Note: Make sure that you have installed Jupyter Notebook or JupyterLab by running:

pip install jupyterlab

or

pip install notebook
  1. Run the cells sequentially to:
  • Load and preprocess the dataset
  • Encode categorical variables
  • Normalize the numerical features
  • Run the Birch clustering algorithm to find optimal clusters
  • Visualize the results

Clustering Results

The project uses a range of 2 to 10 clusters and evaluates them based on Silhouette Score to determine the optimal number of clusters.
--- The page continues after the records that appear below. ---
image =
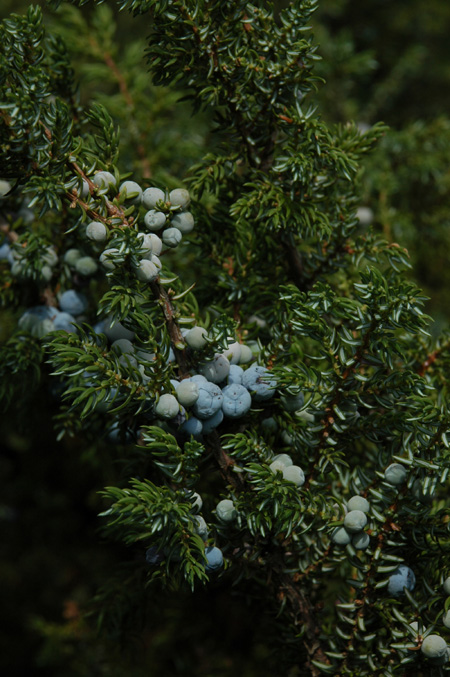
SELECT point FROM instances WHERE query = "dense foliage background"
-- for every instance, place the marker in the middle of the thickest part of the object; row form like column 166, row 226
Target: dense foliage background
column 381, row 61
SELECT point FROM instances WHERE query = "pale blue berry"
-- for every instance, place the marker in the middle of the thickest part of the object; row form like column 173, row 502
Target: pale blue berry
column 402, row 577
column 154, row 220
column 340, row 536
column 233, row 352
column 395, row 474
column 73, row 302
column 200, row 527
column 131, row 192
column 64, row 321
column 214, row 559
column 216, row 370
column 236, row 401
column 257, row 380
column 110, row 258
column 187, row 393
column 235, row 375
column 209, row 400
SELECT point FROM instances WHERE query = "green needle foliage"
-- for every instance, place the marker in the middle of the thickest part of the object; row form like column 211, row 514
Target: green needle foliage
column 351, row 396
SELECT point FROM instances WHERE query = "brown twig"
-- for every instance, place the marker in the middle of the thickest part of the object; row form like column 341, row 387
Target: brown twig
column 224, row 461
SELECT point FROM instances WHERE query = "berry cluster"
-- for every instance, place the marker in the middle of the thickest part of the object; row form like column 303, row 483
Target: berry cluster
column 162, row 213
column 355, row 521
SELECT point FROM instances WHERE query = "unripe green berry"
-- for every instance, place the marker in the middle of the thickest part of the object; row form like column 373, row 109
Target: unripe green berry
column 71, row 257
column 146, row 271
column 86, row 266
column 171, row 237
column 196, row 338
column 226, row 511
column 154, row 220
column 361, row 541
column 167, row 406
column 96, row 231
column 277, row 466
column 355, row 521
column 395, row 474
column 434, row 646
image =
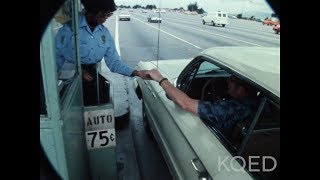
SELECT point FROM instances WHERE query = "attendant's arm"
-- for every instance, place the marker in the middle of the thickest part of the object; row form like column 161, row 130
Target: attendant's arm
column 179, row 97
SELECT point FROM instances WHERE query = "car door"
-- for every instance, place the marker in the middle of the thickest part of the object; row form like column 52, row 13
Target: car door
column 189, row 147
column 209, row 148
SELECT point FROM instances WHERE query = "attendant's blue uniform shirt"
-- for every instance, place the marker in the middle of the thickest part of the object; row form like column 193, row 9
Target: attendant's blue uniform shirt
column 93, row 47
column 225, row 114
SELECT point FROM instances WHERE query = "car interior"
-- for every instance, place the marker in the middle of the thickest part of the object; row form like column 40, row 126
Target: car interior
column 210, row 84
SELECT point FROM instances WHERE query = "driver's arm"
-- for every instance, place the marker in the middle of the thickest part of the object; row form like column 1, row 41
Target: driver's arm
column 179, row 97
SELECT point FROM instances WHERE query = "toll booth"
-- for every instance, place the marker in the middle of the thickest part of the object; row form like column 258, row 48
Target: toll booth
column 79, row 141
column 101, row 139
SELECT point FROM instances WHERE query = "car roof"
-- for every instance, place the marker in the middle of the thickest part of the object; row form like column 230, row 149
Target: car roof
column 259, row 64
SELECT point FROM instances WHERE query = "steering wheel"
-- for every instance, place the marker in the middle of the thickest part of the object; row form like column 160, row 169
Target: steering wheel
column 209, row 90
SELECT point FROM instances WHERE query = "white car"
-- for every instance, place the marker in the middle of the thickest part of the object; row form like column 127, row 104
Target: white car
column 216, row 18
column 193, row 147
column 124, row 16
column 154, row 18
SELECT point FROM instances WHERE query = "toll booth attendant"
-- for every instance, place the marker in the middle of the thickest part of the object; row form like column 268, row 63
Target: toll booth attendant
column 96, row 42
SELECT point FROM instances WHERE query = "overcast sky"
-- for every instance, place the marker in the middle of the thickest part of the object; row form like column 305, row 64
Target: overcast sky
column 231, row 6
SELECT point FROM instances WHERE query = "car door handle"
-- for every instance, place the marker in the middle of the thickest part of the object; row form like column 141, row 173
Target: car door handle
column 202, row 172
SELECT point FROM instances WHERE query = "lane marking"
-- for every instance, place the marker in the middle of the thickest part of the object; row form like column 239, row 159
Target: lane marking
column 169, row 34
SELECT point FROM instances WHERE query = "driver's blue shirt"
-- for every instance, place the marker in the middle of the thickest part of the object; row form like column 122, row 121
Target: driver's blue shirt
column 225, row 114
column 93, row 47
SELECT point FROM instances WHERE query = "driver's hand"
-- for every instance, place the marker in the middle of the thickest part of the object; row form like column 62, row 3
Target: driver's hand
column 86, row 76
column 155, row 75
column 144, row 74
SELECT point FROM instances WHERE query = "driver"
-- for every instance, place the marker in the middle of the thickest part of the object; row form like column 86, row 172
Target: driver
column 222, row 114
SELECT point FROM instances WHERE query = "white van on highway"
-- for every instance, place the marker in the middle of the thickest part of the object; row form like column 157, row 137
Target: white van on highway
column 216, row 18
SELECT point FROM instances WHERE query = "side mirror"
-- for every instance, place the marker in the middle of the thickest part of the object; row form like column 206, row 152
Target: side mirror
column 175, row 85
column 168, row 97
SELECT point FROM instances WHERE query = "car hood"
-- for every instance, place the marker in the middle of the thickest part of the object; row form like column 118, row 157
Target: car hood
column 168, row 68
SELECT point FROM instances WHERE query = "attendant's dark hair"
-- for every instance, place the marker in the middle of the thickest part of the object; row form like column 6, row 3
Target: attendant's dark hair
column 94, row 6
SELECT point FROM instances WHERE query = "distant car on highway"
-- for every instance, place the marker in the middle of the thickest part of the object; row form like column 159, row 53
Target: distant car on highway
column 154, row 18
column 124, row 16
column 216, row 18
column 270, row 22
column 276, row 28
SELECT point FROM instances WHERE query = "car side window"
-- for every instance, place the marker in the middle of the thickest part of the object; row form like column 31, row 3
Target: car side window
column 198, row 76
column 43, row 106
column 187, row 78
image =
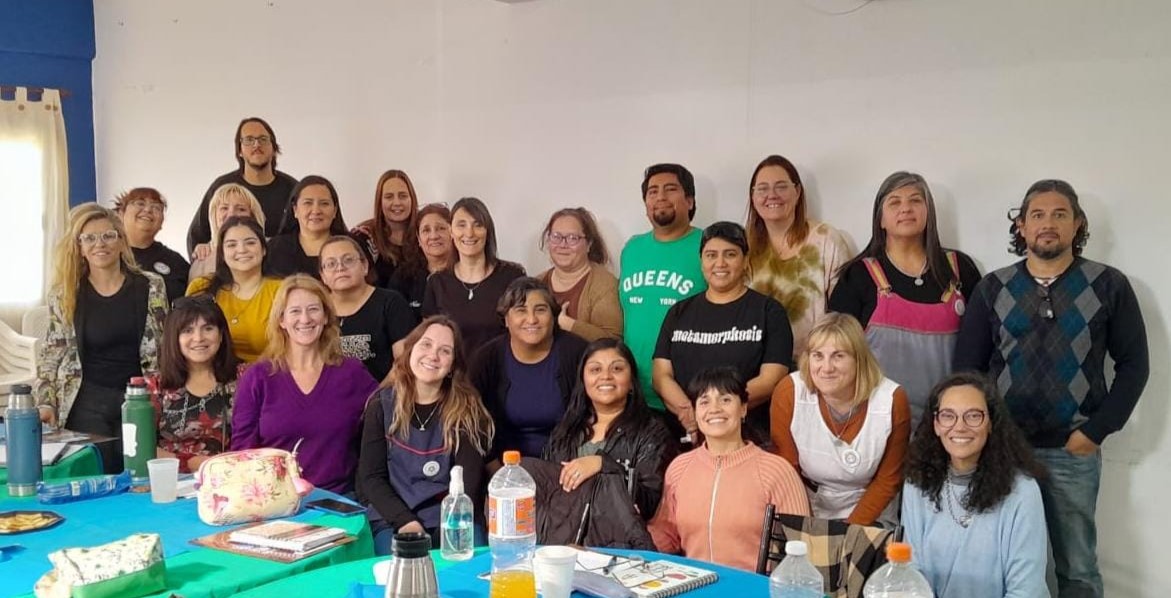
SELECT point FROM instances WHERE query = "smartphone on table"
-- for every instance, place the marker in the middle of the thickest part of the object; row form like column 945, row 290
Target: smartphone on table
column 336, row 507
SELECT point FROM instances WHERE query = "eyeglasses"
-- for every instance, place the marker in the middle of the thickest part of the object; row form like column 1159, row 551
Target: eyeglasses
column 1047, row 302
column 91, row 239
column 346, row 261
column 972, row 418
column 151, row 206
column 248, row 142
column 780, row 188
column 568, row 240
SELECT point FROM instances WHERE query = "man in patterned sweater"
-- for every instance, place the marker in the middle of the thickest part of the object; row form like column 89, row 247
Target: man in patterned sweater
column 1042, row 328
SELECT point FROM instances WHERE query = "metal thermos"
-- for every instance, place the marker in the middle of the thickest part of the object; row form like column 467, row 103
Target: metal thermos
column 412, row 574
column 22, row 427
column 139, row 432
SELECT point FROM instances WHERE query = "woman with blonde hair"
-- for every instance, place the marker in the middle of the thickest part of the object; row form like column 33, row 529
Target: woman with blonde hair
column 396, row 213
column 843, row 425
column 793, row 259
column 105, row 320
column 426, row 419
column 587, row 291
column 303, row 390
column 228, row 200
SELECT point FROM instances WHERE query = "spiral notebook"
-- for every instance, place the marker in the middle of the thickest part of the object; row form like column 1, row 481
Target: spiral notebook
column 649, row 579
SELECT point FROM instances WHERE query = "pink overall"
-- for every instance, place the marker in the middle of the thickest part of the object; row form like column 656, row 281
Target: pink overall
column 913, row 342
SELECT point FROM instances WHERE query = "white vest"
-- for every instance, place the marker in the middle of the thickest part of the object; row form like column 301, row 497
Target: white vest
column 841, row 471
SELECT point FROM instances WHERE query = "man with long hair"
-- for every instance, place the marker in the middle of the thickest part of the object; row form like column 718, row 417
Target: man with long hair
column 1042, row 329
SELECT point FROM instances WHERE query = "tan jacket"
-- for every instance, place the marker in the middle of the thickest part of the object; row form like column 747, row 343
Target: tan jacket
column 598, row 311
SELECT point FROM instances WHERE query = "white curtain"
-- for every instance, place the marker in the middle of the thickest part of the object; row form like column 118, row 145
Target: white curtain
column 34, row 191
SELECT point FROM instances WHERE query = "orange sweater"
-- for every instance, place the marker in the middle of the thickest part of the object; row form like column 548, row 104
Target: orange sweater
column 713, row 507
column 888, row 480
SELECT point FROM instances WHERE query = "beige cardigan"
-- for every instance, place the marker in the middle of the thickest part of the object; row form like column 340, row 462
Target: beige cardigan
column 598, row 311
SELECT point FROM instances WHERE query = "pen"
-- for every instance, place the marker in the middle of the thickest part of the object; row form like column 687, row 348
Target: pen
column 580, row 537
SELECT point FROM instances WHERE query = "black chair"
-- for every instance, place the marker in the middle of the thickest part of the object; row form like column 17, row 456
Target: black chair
column 844, row 554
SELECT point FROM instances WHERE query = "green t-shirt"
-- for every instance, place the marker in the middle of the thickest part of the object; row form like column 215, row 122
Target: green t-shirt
column 655, row 276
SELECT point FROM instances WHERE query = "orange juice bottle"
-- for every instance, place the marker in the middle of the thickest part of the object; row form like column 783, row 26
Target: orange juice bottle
column 512, row 584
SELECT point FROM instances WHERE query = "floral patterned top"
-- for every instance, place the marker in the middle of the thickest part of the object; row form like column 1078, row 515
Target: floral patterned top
column 190, row 425
column 802, row 283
  • Silhouette Analysis: Silhouette scores are calculated for each number of clusters, helping identify the best cluster configuration based on the compactness and separation of clusters.

Evaluation Metrics

The clustering performance is evaluated using three metrics:

  1. Silhouette Score: Measures how similar an object is to its own cluster compared to other clusters.
  2. Calinski-Harabasz Score: Assesses the ratio of the sum of the intra-cluster dispersion to the inter-cluster dispersion. (TBD)
  3. Davies-Bouldin Score: Measures the average similarity ratio of each cluster with its most similar cluster. (TBD)

These metrics are useful for assessing the compactness and separation of clusters, guiding the choice of the number of clusters.

Visualization

The notebook uses Plotly for interactive 2D visualization of clusters:

  • Scatter plots of Annual Income vs. Spending Score, colored by clusters, with hover functionality displaying other customer details (e.g., age, gender).

An example scatter plot generated:

Clustering Result

Notes and Customization

  1. Normalization: The project includes two options for feature normalization:
  • Min-Max Scaling: Scales features to a [0, 1] range.
  • Standard Scaling: Scales features to have a mean of 0 and standard deviation of 1. Uncomment the desired normalization method in the notebook to use it.
  1. Birch Parameters:
  • Threshold: Controls the radius of the subclusters; higher values allow for more scattered clusters.
  • Branching Factor: Limits the maximum number of subclusters in each node.
  • No. of clusters: The number of clusters to be returned to the BIRCH algorithm i.e., the number of clusters after the final step in the algorithm.
  1. Custom Cluster Names: A placeholder function can assign names to clusters based on customer attributes like annual income and spending score.

Contributing

Contributions are welcomed. If you would like to contribute to this project, please report any issues or follow these steps:

1. Fork the repository.
2. Create a new branch (git checkout -b new-branch).
3. Make your changes.
4. Commit your changes (git commit -m 'Add some changes').
5. Push to the branch (git push origin new-branch).
6. Open a Pull Request.

License

This project is licensed under the MIT License. See the LICENSE file for details.

Acknowledgments:

This project was developed as a hands-on learning experience in clustering algorithms for customer segmentation.